On another point, if we're discussing doing this right, we probably need "conflict" specifiers as different libraries might provide the same interface (i.e. same top-level package name). This doesn't really add difficulty to the resolution algorithm, but packages would need a way to specify this.

Of course the pip/setuptools/distutils situation is not helping :cry:

rbtcollins commented 9 years ago

@JustinCappos w.r.t. distro packaging. apt-using distros (Debian, and Ubuntu etc) don't error - they resolve. I don't know what metric you're using for 'most' - # of distinct packaging systems, # of product OS's using a given system (so weighted by vendors) or # of users (so weighted by market success) - but I'm pretty sure apt has a massive dominance if you weight by users, and is still very large weighted by vendors.

@remram44 - Daniels paper is less relevant to pip than it may seem. Certainly the translation to SAT is in common, but distros aggressively trim the space - there's typically at most 5 versions of any one package being chosen amongst (missing, last-release-of-distro, last-release-of-distro-security, new-release, new-release-of-distro) - and only 3 versions for installation runs being done within a release. Whereas we have dozens or hundreds of versions. Not having conflicts is an advantage in many ways, though I do agree way may need them. We probably want to be a bit conservative about that though. My branch implements full backtracking with pseudo random probing (which IIRC has been shown to support getting out of bad brute-force scans efficiently), and linear best-first probing of a given dep.

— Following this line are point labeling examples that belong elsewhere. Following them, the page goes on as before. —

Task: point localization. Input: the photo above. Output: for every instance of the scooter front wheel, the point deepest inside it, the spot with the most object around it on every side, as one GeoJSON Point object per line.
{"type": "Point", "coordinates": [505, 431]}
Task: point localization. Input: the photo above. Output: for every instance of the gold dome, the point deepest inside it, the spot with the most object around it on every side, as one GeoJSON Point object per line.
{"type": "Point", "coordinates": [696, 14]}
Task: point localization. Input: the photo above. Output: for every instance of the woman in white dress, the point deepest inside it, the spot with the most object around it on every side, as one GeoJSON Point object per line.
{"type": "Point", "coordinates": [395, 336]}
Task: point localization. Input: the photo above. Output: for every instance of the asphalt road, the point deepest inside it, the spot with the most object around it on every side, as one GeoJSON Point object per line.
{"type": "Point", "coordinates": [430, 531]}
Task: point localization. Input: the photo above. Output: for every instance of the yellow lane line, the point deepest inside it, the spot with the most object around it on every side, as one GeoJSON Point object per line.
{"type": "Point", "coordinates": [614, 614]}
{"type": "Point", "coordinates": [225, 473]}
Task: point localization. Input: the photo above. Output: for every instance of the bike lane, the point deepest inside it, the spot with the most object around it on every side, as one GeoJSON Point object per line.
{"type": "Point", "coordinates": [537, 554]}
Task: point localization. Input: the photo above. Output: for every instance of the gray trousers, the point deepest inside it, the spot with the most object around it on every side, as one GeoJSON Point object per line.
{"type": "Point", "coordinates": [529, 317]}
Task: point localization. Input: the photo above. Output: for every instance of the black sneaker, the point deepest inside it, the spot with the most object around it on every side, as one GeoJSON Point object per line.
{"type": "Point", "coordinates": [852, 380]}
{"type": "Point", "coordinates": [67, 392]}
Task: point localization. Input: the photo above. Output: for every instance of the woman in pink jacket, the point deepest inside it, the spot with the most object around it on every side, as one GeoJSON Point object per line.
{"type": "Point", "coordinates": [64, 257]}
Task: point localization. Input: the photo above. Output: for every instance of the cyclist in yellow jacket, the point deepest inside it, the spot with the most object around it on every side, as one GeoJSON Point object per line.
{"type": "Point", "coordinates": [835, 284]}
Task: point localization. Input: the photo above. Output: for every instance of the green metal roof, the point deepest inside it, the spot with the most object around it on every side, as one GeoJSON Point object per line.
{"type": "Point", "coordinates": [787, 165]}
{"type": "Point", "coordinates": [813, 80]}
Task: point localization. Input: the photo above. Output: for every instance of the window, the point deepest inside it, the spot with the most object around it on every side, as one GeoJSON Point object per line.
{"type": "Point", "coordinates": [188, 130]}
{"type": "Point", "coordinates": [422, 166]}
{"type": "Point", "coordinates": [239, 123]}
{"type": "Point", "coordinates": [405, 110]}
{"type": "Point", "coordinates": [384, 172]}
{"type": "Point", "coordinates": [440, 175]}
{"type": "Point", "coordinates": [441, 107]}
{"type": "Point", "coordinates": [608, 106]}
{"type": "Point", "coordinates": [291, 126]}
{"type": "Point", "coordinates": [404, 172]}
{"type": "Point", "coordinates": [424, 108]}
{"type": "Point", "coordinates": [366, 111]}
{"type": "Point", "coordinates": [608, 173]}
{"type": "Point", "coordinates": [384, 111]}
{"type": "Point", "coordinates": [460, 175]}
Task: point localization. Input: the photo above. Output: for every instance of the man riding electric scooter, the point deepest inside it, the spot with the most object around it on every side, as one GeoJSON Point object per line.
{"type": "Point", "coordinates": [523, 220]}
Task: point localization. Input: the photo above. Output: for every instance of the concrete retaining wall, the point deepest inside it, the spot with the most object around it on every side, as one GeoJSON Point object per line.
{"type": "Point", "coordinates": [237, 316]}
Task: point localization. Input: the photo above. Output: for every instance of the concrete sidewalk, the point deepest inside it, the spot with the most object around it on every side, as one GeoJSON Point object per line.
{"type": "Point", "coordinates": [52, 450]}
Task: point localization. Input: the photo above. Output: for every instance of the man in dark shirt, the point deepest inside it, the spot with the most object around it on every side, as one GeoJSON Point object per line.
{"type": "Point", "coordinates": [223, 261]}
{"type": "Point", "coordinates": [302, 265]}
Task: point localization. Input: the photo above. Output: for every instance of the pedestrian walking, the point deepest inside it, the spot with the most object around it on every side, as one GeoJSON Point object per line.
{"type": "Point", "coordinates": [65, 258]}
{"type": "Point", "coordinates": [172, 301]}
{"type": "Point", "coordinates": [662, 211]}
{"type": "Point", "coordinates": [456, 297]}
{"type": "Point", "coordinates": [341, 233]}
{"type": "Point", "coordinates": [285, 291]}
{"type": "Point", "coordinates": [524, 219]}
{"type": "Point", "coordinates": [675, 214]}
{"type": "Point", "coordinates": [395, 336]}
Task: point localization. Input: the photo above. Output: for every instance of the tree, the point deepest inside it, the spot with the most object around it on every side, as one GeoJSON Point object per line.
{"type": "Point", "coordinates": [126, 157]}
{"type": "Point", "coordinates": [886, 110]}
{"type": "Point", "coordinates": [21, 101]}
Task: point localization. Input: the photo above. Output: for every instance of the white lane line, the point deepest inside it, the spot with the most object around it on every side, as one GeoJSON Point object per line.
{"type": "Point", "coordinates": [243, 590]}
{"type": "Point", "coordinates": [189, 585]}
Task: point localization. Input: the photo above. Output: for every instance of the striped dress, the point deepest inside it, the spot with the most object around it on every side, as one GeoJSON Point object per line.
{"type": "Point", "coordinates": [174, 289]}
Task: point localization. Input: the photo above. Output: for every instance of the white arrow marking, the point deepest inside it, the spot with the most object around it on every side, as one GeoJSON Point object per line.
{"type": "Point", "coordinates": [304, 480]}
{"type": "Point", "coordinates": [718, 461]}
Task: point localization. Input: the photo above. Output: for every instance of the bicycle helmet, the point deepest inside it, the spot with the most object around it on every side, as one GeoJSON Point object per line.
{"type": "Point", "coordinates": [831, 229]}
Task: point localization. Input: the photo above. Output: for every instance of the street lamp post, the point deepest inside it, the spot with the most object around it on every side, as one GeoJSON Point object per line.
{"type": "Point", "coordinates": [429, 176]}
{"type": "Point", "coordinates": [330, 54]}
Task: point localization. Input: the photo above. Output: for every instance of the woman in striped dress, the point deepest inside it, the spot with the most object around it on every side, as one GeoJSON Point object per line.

I'll be super enthusiastic to see folk putting forward different resolution algorithms: the resolver is 100 lines of code: the rest of my branch is refactoring to deal with the reality of having numerous versions which we need to cache on disk while we're choosing (because we can revisit a given version many times - hundreds or thousands easily).

grahamc commented 9 years ago

I think users would prefer an error over what happens now, where conflicts are quietly ignored. With an error, a user could respond and add additional constraints to solve the conflict

+1, I can't count the number of times invalid dependencies have been put together because an invalid situation was ignored.

SMesser commented 9 years ago

In the cases where a "fail-fast" approach is taken, there should be more detailed messages about the conflicting requirements. Such messages should list the conflicting requirements and possibly suggest workarounds to whatever extent possible. Current messages list the package whose installation failed, and only one of the requirements, e.g. "pkg_resources.ContextualVersionConflict: (requests 2.5.1 (/usr/local/lib/python2.7/dist-packages), Requirement.parse('requests<2.5.0,>=2.2.1'), set(['docker-py']))".

Clearly docker-py is involved, but the other, conflicting packages are not shown. As a developer, my reaction to this message is "Okay, I understand requests 2.5.1 is what is currently installed, and I understand that docker-py doesn't like requests 2.5.1, but I'm installing docker-py. Why won't pip install what it needs?"